Why Africans are apathetic about bad governance
Posted by CM on April 2, 2007
Here is an interesting thesis by Charles Onyango-Obbo, a managing editor at Kenya’s Nation Media Group:
An observer of the goings-on in Africa called from the US to ask me a tough question : “Why is it,” he wanted to know, “that African strongmen tend to seem more powerful and entrenched at the point when their political record is at its worst?” It had always puzzled him, he said, because at the point when African residents are presiding over flourishing economies and therefore have the money and groceries with which they can buy support, they also seem to be weak.
But when they turn their countries into a shambles, with inflation soaring close to 1,800 per cent as in Zimbabwe and nothing to bribe their people with, everyone seems helpless to remove them. Today, the Zimbabwean government cannot maintain the army and police in the style hey are accustomed to, yet they are more zealous in cracking the skulls of the opposition than when life was better.
East Africa offers some answers. In the bad old days of military ruler Idi Amin in Uganda, for example, we learnt that when an economy collapses, the few parts of it that are still working are almost always in the hands of regime officials and supporters. The opposition supporters have nothing, and therefore they can’t fund anti-government politics. The opposition needs an economy that is doing well to thrive, which is the lesson we glean from Kenya today.
The only problem with that is that there may not be enough anger, because things aren’t bad enough, to cause enough people to kick the government out at elections. And by the time matters are bad enough and there is sufficient anger, there is no economic infrastructure to support rivals.
A situation where people have nothing, however, is fertile for armed rebellion. Therefore, if people don’t take up arms or resort to drawn-out street action (as in Kenya during Daniel arap Moi’s rule), then the strongman will survive. Militant action brings results (though not always) partly because there is a limit to how long policemen on empty stomachs can chase demonstrators around, or hungry soldiers can dig in against rebels.
It might give us another explanation for the apathy of many Africans in the face of bad government. There is a view that peoples who have endured the long and painful history of slavery, which then gave way to colonialism, have a strong tendency toward self-preservation. For that reason, of all the people in the world the African is the least likely to be a suicide bomber. An offshoot of this is that many of us cannot easily be persuaded to put our necks on the line and die in the process, in the hope that the lives of our children will be better.
Moreover, one senses that because a lot of the liberation wars and “people power” revolutions that have swept corrupt and brutal old-style governments out of Africa in the past 20 years have failed to bring a better life, the distrust of politics among ordinary people has grown deeper.

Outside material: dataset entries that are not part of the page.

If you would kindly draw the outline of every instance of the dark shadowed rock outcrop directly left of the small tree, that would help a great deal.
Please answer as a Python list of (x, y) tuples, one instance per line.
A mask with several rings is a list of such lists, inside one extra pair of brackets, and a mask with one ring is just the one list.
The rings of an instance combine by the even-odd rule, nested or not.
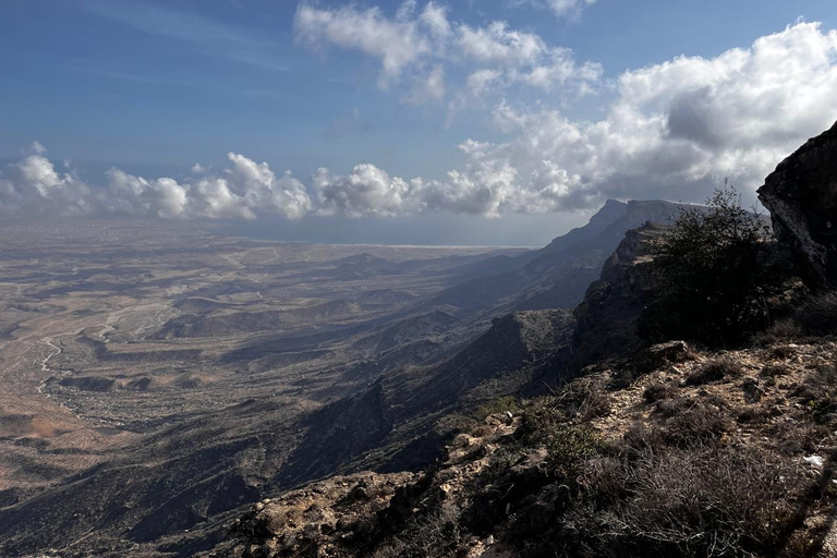
[(653, 222), (628, 231), (605, 263), (602, 278), (587, 289), (573, 313), (577, 326), (573, 357), (567, 365), (569, 376), (592, 363), (642, 348), (636, 325), (650, 289), (647, 247), (664, 231), (665, 226)]

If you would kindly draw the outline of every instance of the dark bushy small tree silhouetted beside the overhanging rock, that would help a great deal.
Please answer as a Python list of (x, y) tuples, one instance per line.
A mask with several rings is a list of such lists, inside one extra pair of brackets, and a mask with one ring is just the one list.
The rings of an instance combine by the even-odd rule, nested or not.
[(654, 300), (640, 319), (640, 335), (720, 345), (765, 326), (766, 301), (788, 275), (773, 257), (771, 240), (767, 222), (742, 208), (726, 183), (706, 207), (681, 209), (651, 248)]

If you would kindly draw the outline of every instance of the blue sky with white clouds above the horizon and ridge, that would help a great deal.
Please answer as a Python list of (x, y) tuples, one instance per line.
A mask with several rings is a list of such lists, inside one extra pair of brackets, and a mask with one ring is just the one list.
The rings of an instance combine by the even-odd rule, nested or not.
[(833, 0), (4, 0), (0, 218), (543, 245), (747, 203), (837, 120)]

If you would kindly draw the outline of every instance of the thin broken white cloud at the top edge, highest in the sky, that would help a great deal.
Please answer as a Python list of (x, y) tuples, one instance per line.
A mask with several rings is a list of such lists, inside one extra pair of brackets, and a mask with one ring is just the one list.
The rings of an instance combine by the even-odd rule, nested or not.
[[(560, 85), (573, 95), (586, 93), (602, 75), (598, 64), (578, 64), (571, 50), (549, 46), (538, 35), (505, 22), (484, 27), (451, 22), (447, 9), (434, 1), (420, 10), (415, 0), (409, 0), (392, 17), (378, 8), (302, 3), (294, 34), (315, 50), (333, 46), (362, 52), (380, 64), (381, 88), (404, 84), (411, 89), (405, 98), (412, 102), (438, 102), (449, 96), (451, 110), (464, 107), (469, 98), (498, 94), (515, 84), (546, 90)], [(446, 73), (446, 66), (456, 72)], [(489, 75), (493, 78), (486, 80)]]

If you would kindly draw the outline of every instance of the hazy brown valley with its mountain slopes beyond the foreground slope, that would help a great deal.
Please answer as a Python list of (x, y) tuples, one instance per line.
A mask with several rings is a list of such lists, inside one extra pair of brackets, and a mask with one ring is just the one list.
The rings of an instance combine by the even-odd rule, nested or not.
[(264, 494), (416, 471), (554, 383), (624, 231), (537, 251), (308, 245), (157, 221), (0, 228), (0, 555), (189, 556)]

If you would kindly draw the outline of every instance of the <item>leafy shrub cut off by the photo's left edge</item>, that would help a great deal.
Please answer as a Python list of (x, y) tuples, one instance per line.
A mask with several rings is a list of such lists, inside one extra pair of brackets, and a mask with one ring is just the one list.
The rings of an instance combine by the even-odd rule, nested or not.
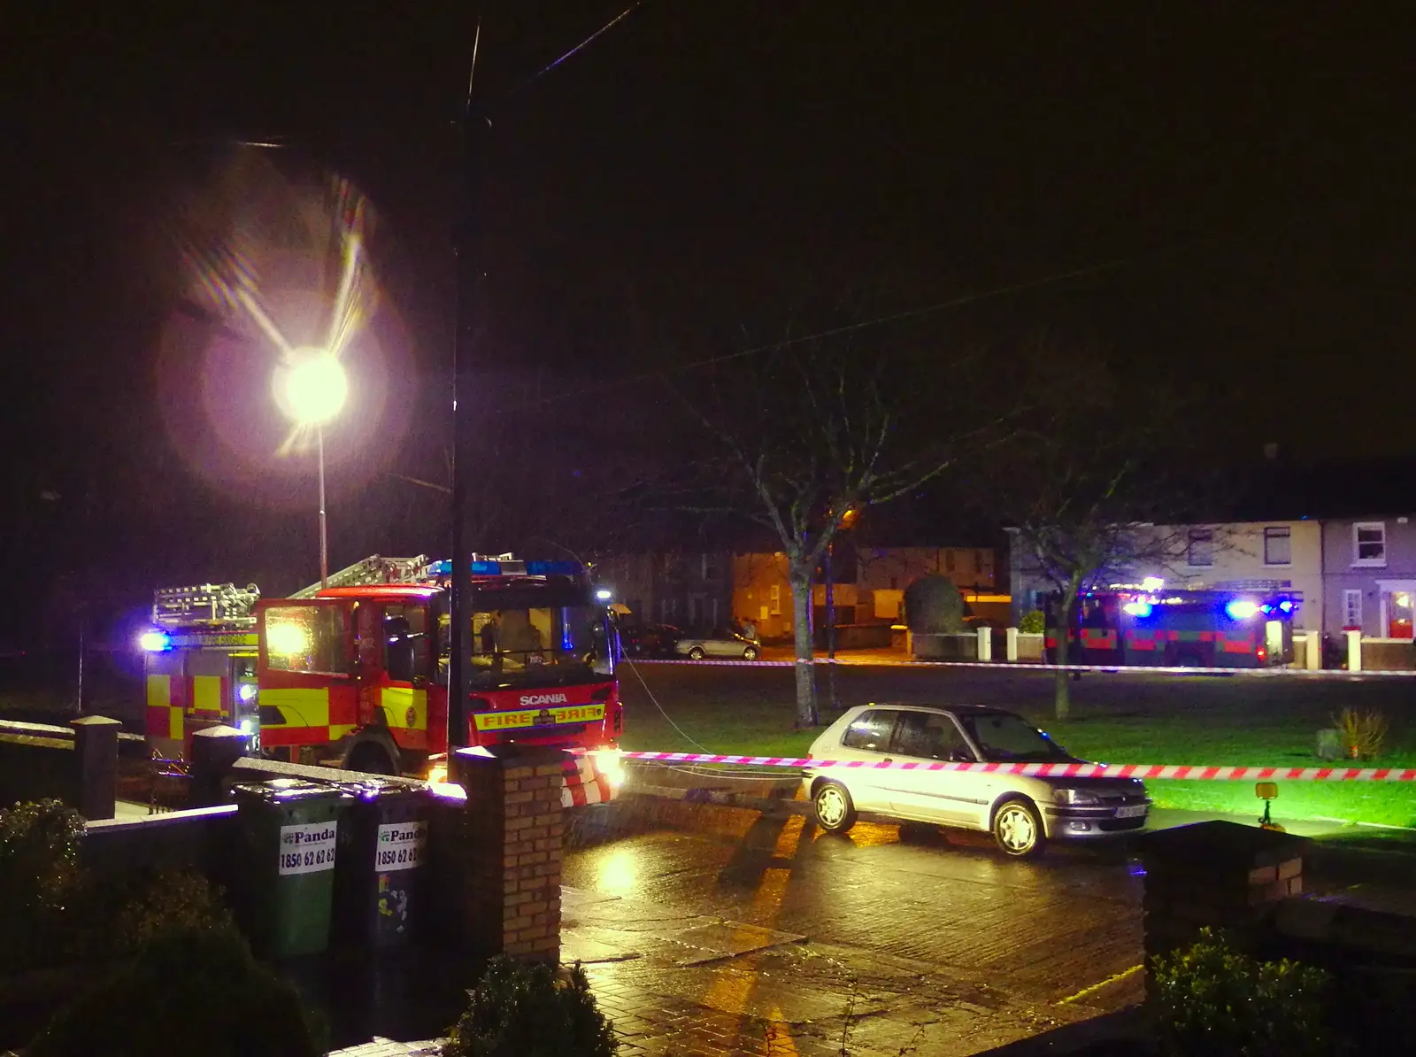
[(58, 801), (0, 810), (0, 963), (27, 969), (54, 948), (59, 914), (78, 877), (84, 819)]

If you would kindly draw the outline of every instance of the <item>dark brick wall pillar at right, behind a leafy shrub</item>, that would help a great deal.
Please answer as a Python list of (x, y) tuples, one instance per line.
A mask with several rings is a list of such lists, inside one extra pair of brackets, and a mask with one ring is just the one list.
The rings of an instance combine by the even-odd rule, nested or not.
[(1158, 954), (1189, 946), (1205, 925), (1252, 951), (1279, 901), (1303, 891), (1308, 842), (1257, 826), (1201, 822), (1144, 837), (1146, 971)]

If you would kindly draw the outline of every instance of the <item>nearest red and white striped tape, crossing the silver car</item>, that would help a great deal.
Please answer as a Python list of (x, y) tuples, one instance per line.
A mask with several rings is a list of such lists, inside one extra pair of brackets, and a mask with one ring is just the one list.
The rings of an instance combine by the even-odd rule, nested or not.
[(790, 767), (811, 771), (971, 771), (1029, 778), (1177, 778), (1239, 782), (1416, 782), (1416, 767), (1201, 767), (1178, 764), (953, 764), (868, 759), (813, 759), (810, 757), (736, 757), (708, 752), (622, 752), (624, 759), (660, 764), (738, 764)]

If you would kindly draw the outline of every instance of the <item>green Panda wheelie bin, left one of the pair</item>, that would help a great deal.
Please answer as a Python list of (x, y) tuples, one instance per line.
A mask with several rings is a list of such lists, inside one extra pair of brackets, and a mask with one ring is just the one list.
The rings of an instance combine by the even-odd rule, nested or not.
[(245, 917), (270, 958), (319, 954), (330, 942), (334, 860), (350, 795), (337, 785), (276, 778), (236, 785), (245, 842)]

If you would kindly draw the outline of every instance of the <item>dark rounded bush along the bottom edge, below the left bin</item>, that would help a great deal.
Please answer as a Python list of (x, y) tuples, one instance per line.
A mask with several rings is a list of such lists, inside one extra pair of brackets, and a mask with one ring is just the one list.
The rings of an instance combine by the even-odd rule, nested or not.
[(228, 929), (166, 931), (65, 1007), (25, 1057), (317, 1057), (295, 989)]

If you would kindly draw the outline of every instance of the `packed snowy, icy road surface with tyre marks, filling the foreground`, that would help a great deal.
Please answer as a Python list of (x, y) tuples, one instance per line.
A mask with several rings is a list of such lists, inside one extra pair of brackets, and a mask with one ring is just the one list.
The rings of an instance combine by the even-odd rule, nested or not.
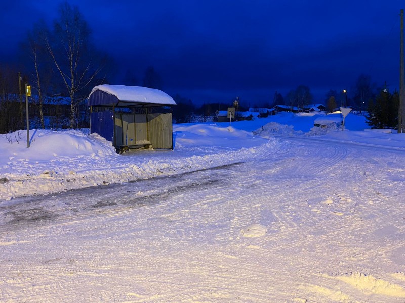
[(403, 302), (403, 150), (266, 157), (0, 207), (0, 301)]

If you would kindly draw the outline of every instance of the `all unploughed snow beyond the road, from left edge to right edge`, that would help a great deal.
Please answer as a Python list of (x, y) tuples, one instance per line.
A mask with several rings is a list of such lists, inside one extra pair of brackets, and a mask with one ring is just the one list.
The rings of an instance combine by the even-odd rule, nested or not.
[[(361, 128), (364, 118), (352, 116), (360, 119), (354, 128)], [(338, 131), (335, 124), (313, 127), (313, 122), (322, 117), (326, 116), (281, 113), (255, 121), (234, 122), (231, 127), (228, 123), (174, 125), (174, 150), (133, 151), (124, 155), (116, 154), (111, 142), (99, 135), (77, 130), (31, 130), (29, 148), (26, 131), (3, 134), (0, 200), (248, 161), (282, 148), (282, 140), (274, 136), (317, 136), (323, 140), (405, 149), (405, 134)], [(349, 117), (347, 125), (356, 125)]]

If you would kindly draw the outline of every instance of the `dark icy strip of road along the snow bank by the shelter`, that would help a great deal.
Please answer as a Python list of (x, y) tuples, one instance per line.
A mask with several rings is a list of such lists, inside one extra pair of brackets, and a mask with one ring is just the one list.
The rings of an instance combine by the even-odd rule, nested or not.
[[(161, 204), (161, 201), (169, 199), (171, 196), (177, 195), (185, 190), (197, 191), (202, 187), (215, 188), (221, 186), (220, 178), (212, 177), (211, 171), (215, 171), (221, 176), (224, 172), (226, 173), (227, 170), (237, 165), (240, 165), (240, 163), (197, 170), (175, 176), (156, 177), (119, 185), (74, 190), (58, 195), (50, 194), (42, 197), (16, 198), (16, 203), (0, 208), (0, 215), (2, 215), (0, 232), (2, 225), (7, 225), (7, 229), (10, 229), (10, 225), (19, 228), (18, 226), (25, 224), (47, 224), (48, 221), (55, 219), (58, 219), (58, 221), (73, 219), (72, 222), (77, 223), (82, 220), (80, 218), (87, 220), (87, 217), (94, 212), (100, 215), (112, 213), (112, 216), (116, 216), (121, 212), (131, 212), (140, 207), (164, 207), (166, 204)], [(221, 170), (224, 172), (221, 172)], [(145, 182), (148, 184), (148, 187), (145, 193), (141, 193), (136, 185), (142, 186)], [(159, 188), (159, 190), (156, 190), (156, 188)], [(111, 189), (115, 190), (113, 195), (109, 193)], [(100, 191), (100, 193), (94, 197), (94, 203), (91, 205), (80, 203), (80, 201), (85, 199), (86, 196), (93, 191)], [(70, 197), (77, 194), (79, 194), (80, 197), (75, 198), (77, 202), (75, 204), (75, 201), (71, 201)], [(114, 197), (117, 194), (123, 196), (117, 199)], [(50, 205), (52, 205), (52, 207), (50, 207)], [(52, 209), (52, 211), (50, 212), (48, 209)], [(93, 218), (90, 220), (97, 219)]]

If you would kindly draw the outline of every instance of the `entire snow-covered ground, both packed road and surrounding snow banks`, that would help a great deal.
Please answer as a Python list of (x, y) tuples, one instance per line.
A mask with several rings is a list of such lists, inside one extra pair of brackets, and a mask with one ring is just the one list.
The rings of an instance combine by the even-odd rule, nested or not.
[(317, 118), (0, 135), (0, 301), (404, 302), (405, 135)]

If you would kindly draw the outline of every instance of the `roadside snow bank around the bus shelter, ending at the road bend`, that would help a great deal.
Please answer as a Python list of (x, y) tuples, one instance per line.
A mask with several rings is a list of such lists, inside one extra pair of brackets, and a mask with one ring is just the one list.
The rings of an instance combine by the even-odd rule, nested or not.
[[(268, 154), (276, 139), (216, 125), (175, 127), (175, 150), (118, 155), (112, 143), (79, 131), (0, 135), (0, 200), (207, 169)], [(214, 148), (215, 147), (215, 148)]]

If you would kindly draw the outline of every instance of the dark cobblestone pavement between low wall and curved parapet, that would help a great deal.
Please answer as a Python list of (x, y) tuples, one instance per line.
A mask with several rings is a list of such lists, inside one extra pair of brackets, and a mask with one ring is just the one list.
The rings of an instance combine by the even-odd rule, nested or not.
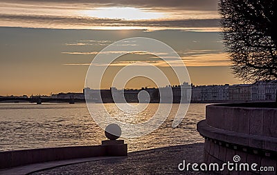
[[(35, 172), (46, 174), (204, 174), (203, 172), (181, 172), (179, 163), (203, 162), (204, 144), (179, 145), (154, 150), (131, 152), (125, 158), (116, 158), (87, 163), (78, 163)], [(208, 174), (211, 174), (208, 173)]]

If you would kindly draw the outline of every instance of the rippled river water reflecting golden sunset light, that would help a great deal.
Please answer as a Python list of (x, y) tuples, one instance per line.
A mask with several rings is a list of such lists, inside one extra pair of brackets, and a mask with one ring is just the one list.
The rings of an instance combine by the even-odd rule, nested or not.
[[(101, 104), (93, 105), (97, 111)], [(127, 114), (114, 104), (105, 104), (111, 116), (130, 123), (150, 119), (158, 106), (159, 104), (149, 104), (139, 114)], [(190, 104), (184, 120), (178, 127), (172, 128), (172, 121), (179, 107), (173, 104), (170, 116), (159, 129), (139, 138), (125, 138), (128, 151), (203, 142), (196, 131), (196, 124), (205, 118), (205, 106), (206, 104)], [(95, 115), (105, 117), (105, 114)], [(85, 104), (0, 103), (0, 151), (98, 145), (106, 139), (104, 135), (103, 130), (91, 118)]]

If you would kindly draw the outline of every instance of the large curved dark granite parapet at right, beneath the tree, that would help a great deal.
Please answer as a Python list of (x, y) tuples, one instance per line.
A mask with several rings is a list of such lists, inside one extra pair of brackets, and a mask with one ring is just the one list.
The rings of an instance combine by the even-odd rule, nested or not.
[[(206, 120), (197, 124), (205, 138), (205, 163), (226, 163), (240, 156), (242, 163), (277, 167), (277, 108), (275, 103), (206, 106)], [(244, 174), (225, 169), (220, 174)], [(251, 172), (265, 174), (265, 172)]]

Where the line between the good and bad guys is fuzzy, it is always the bad guys, like Mugabe, who benefit.
As interesting as Onyango-Obbo’s ideas are, they do not explain why, using the case of Zimbabwe, people were able to overcome their strong sense of preservation and take part in a brutal armed conflict against Ian Smith’s Rhodesia. But his overall point may still be valid : the collective societal remembrance of the brutality of the war may very well account for Zimbabweans’ extreme reluctance to slide back towards anything similar. This is particularly so when the Mugabe government has gone out of its way to show it would not only be willing to use any measures against protest, but may even be itching, eager to do so.